Interrogée à la sortie de la soutenance, Éléonore Kocty explique sa motivation sur le choix du thème. « Je suis artiste-interprète moi-même, et j’ai toujours été préoccupée par le fait que beaucoup d’artistes n’arrivent pas à mettre des mots sur les problématiques de leur domaine. Il n’existait pas encore de travail scientifique sur le métier d’artiste-interprète de cinéma au Burkina, j’ai voulu innover », a-t-elle lancé.

Quant au Pr Yves Dakuyo, il s’est réjoui de la qualité du document produit par l’impétrant. Par la même occasion, il a souligné que la plupart des travaux porte sur des produits finis. « Nous sommes dans un département et très souvent les travaux portent sur les produits finis, notamment sur le cinéma, le film, les qualités de films sur la poétique même du film. Mais nous nous posons rarement des questions sur l’histoire de ce qui se passe en amont », a-t-il déclaré.

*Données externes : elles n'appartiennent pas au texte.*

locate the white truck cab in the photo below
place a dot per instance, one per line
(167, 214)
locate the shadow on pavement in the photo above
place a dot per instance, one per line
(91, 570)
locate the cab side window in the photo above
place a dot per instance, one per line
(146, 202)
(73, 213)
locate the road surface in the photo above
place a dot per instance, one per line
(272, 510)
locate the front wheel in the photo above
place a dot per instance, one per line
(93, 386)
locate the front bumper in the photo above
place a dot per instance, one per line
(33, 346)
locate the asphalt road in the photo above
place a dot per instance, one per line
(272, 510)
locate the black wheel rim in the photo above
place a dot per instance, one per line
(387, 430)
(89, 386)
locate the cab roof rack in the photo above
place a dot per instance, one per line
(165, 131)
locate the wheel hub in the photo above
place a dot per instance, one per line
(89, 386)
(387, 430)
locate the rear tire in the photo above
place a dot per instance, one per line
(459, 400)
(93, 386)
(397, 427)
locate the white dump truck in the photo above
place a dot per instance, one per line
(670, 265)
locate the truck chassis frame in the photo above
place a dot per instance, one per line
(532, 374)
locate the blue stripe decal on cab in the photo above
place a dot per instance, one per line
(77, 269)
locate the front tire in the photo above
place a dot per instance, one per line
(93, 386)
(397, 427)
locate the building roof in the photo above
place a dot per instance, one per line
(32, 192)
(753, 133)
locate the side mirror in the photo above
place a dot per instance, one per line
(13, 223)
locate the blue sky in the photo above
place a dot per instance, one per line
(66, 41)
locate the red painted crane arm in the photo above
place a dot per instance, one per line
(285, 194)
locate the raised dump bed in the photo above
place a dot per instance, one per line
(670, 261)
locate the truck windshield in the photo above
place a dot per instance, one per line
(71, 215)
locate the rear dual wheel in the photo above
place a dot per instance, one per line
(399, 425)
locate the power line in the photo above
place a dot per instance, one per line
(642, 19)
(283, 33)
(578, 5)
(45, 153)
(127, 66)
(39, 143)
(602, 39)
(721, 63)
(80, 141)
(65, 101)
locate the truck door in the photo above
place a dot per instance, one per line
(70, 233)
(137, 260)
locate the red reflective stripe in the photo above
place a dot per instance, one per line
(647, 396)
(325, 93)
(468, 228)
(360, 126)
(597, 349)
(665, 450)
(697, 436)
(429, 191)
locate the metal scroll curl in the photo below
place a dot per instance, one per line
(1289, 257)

Aussi, a-t-il fait savoir que le document produit par Éléonore Kocty est non seulement adressé à toutes les composantes de la chaîne du cinéma mais aussi aux autorités politiques qui sont dans les ministères. Elles ont là des informations de première main qui leur permettront de comprendre comment fonctionne réellement la structure des artistes interprètes.
Georgette Paré a fait savoir que la dynamique de la jeune impétrante l’honore personnellement, car depuis sa jeune carrière, elle a entrepris de trouver des pistes de solutions, afin d’entretenir l’image des artistes-interprètes. « Je suis très ravie de voir une jeune génération qui emboîte le pas et qui va d’ailleurs, plus loin que ce que nous, nous avons fait. Je suis vraiment enchantée, Éléonore de voir que tu as consacré ton master à cela », a-t-elle expliqué.